To identify interneuron subtypes, we generated a 55-parameter feature matrix from the current-step response traces including subthreshold properties, action potential kinetics, and firing pattern adaptations. To account for different units and scales, all features were normalized using a range-scaling method ([0, 1]). Dimensionality reduction was performed using Uniform Manifold Approximation and Projection (UMAP). Based on the local density of our data, the UMAP hyperparameters were set to 4 neighbors and a minimum distance of 0.2, using a Euclidean distance metric. Classification was then achieved by applying K-means clustering (k = 2) directly to the resulting 2D UMAP coordinates. The cluster number was selected a priori to distinguish between the two primary physiological classes (Fast-Spiking and Non-Fast-Spiking), and the validity of this partition was subsequently confirmed by silhouette analysis and post hoc morphological and physiological verification.

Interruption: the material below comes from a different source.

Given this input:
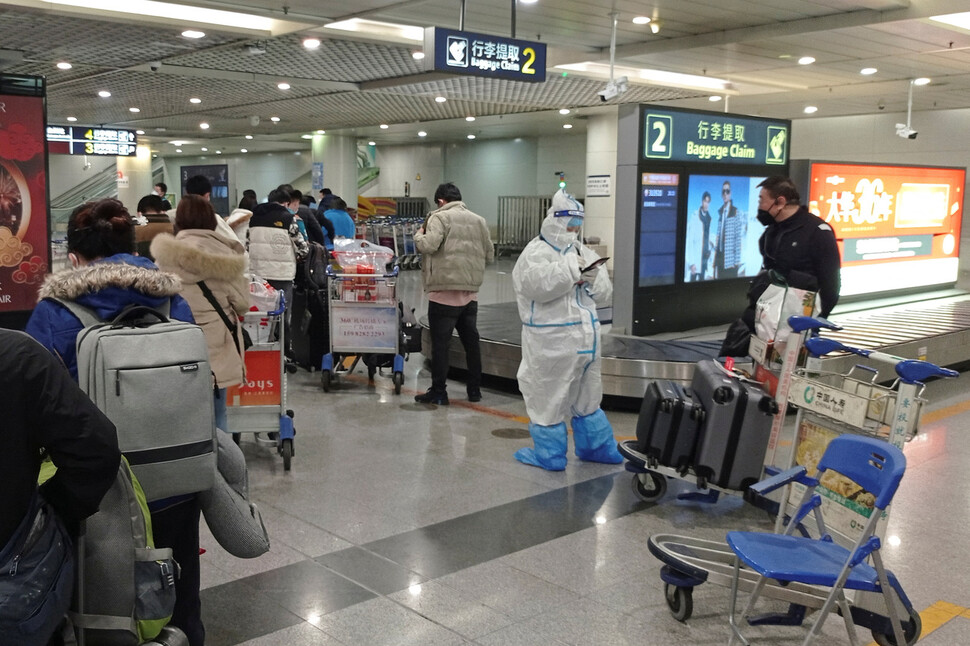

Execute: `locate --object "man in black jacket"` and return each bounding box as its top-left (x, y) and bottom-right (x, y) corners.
top-left (0, 330), bottom-right (121, 550)
top-left (720, 175), bottom-right (842, 356)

Synaptic responses were analyzed using Fitmaster (HEKA), IgorPro (Wavemetrics) and Origin 7.5 (OriginLab). Synaptic strength and holding current analyses were performed on partially overlapping interneuron samples: EPSC-based synaptic analyses were restricted to recordings with a synaptic connection, whereas holding current changes were quantified in voltage-clamped interneurons regardless of whether a synaptic connection was detected. Evoked EPSC amplitudes were quantified as the difference between the holding current immediately preceding presynaptic stimulation and the peak of the evoked response recorded on the postsynaptic neuron. The significance of DHPG-induced changes in EPSC amplitudes was assessed by comparing ~3 min of baseline recordings with ~3 min of recordings obtained during DHPG application, starting 1 min after wash-in, using the Mann–Whitney test. Synaptic failures (EPSC = 0) were excluded from the analysis. The paired-pulse ratio (PPR) was defined as the second EPSC divided by the first EPSC amplitude evoked by the paired presynaptic action potentials. The latency was calculated as the time interval between the peak amplitude of presynaptic AP and the onset of the EPSP (detected by IgorPro).

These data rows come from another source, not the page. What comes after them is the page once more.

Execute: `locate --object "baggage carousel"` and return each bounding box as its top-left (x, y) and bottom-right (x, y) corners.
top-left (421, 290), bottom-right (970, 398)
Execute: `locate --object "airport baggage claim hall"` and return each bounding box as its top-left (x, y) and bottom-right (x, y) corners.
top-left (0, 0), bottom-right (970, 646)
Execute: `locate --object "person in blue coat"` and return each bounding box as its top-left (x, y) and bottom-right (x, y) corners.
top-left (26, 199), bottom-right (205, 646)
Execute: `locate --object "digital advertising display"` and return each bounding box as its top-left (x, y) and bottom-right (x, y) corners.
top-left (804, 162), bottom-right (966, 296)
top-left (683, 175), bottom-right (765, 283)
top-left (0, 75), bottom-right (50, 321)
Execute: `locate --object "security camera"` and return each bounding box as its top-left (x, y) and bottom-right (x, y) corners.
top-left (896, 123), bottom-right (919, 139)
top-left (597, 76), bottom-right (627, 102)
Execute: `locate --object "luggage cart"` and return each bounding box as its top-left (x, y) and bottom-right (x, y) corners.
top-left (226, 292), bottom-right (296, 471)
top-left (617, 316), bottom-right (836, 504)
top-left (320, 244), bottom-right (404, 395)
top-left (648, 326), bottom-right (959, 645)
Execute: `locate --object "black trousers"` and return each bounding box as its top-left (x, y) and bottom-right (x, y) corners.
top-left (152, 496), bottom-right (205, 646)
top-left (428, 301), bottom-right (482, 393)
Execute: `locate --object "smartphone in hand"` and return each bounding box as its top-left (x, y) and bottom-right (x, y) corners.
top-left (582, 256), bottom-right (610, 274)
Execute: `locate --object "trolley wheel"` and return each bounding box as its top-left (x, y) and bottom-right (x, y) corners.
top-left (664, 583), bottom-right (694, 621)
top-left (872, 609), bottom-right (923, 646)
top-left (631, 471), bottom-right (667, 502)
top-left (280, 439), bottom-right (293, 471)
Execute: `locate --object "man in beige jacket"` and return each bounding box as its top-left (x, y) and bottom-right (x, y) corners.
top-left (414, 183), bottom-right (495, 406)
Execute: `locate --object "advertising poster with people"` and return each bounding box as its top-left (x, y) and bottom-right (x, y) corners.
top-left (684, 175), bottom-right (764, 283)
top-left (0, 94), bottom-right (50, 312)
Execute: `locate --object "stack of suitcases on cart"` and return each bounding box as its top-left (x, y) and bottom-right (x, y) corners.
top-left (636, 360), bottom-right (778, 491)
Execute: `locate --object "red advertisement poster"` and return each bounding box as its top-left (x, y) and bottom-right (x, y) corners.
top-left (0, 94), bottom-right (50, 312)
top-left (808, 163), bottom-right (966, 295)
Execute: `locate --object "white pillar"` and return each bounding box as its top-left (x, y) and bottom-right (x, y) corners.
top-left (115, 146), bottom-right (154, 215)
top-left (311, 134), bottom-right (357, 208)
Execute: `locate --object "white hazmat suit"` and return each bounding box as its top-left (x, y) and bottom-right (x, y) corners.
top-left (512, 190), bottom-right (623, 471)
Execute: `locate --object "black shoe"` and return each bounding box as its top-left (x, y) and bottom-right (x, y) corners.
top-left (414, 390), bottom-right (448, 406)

All values are reported as mean ± standard deviation (s.d.), unless otherwise specified. Data normality was assessed using the Shapiro–Wilk test, and statistical comparisons were performed using parametric or non-parametric tests, as appropriate and defined for each paradigm. Differences with p < 0.05 were considered significant.

Expression of GRM1 and GRM5 was quantified using the publicly available single-cell RNA-seq datasets from the Allen Institute for Brain Science Cell Types Database (celltypes.brain-map.org). For human data, we extracted middle temporal gyrus (MTG), layer 2/3 VIP+, PV+ and SST+ interneuron transcriptomes. To make the same comparisons in the mouse, we selected layer 2/3 VIP+, PV+ and SST+ interneurons from the primary visual cortex (VISp) and the anterior lateral motor cortex (ALM).

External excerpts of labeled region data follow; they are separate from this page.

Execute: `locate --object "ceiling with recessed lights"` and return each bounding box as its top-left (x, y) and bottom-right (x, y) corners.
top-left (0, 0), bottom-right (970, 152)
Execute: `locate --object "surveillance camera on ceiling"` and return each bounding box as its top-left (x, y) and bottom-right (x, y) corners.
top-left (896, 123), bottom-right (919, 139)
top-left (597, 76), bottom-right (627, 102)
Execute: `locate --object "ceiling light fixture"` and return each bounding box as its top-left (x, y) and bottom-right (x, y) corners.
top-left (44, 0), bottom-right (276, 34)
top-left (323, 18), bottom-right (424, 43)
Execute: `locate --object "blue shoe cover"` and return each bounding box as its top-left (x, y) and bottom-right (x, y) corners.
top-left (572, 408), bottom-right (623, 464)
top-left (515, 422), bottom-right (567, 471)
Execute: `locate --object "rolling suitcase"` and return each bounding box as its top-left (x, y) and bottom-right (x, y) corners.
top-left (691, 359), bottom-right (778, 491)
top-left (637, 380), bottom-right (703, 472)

Following electrophysiological recordings, slices were immersed in a fixative containing 4% paraformaldehyde, 15% (v/v) saturated picric acid, and 1.25% glutaraldehyde in 0.1 M phosphate buffer (PB; pH = 7.4) at 4 °C for at least 12 h. After several washes with 0.1 M PB, slices were frozen in liquid nitrogen and then thawed in 0.1 M PB, embedded in 10% gelatin, and further sectioned into 60 μm slices. Sections were incubated in a solution of conjugated avidin-biotin-horseradish peroxidase complex (ABC; 1:100; Vector Labs) in Tris-buffered saline (TBS, pH = 7.4) at 4 °C overnight. The enzyme reaction was revealed by the glucose oxidase-DAB-nickel method using 3′3-diaminobenzidine tetra-hydrochloride (0.05%) as chromogen and 0.01% H₂O₂ as oxidant. Sections were postfixed with 1% OsO₄ in 0.1 M PB. After several washes in distilled water, sections were stained in 1% uranyl acetate and dehydrated in an ascending series of ethanol. Sections were infiltrated with epoxy resin (Durcupan) overnight and embedded on glass slides. Perisomatic area of DAB-visualized cells was studied under light microscope for axonal and dendritic morphology. Three-dimensional light-microscopic reconstructions were carried out using a Neurolucida system (MicroBrightField) with a 100 × objective. Reconstructed neurons were quantitatively analyzed with NeuroExplorer software (MicroBrightField).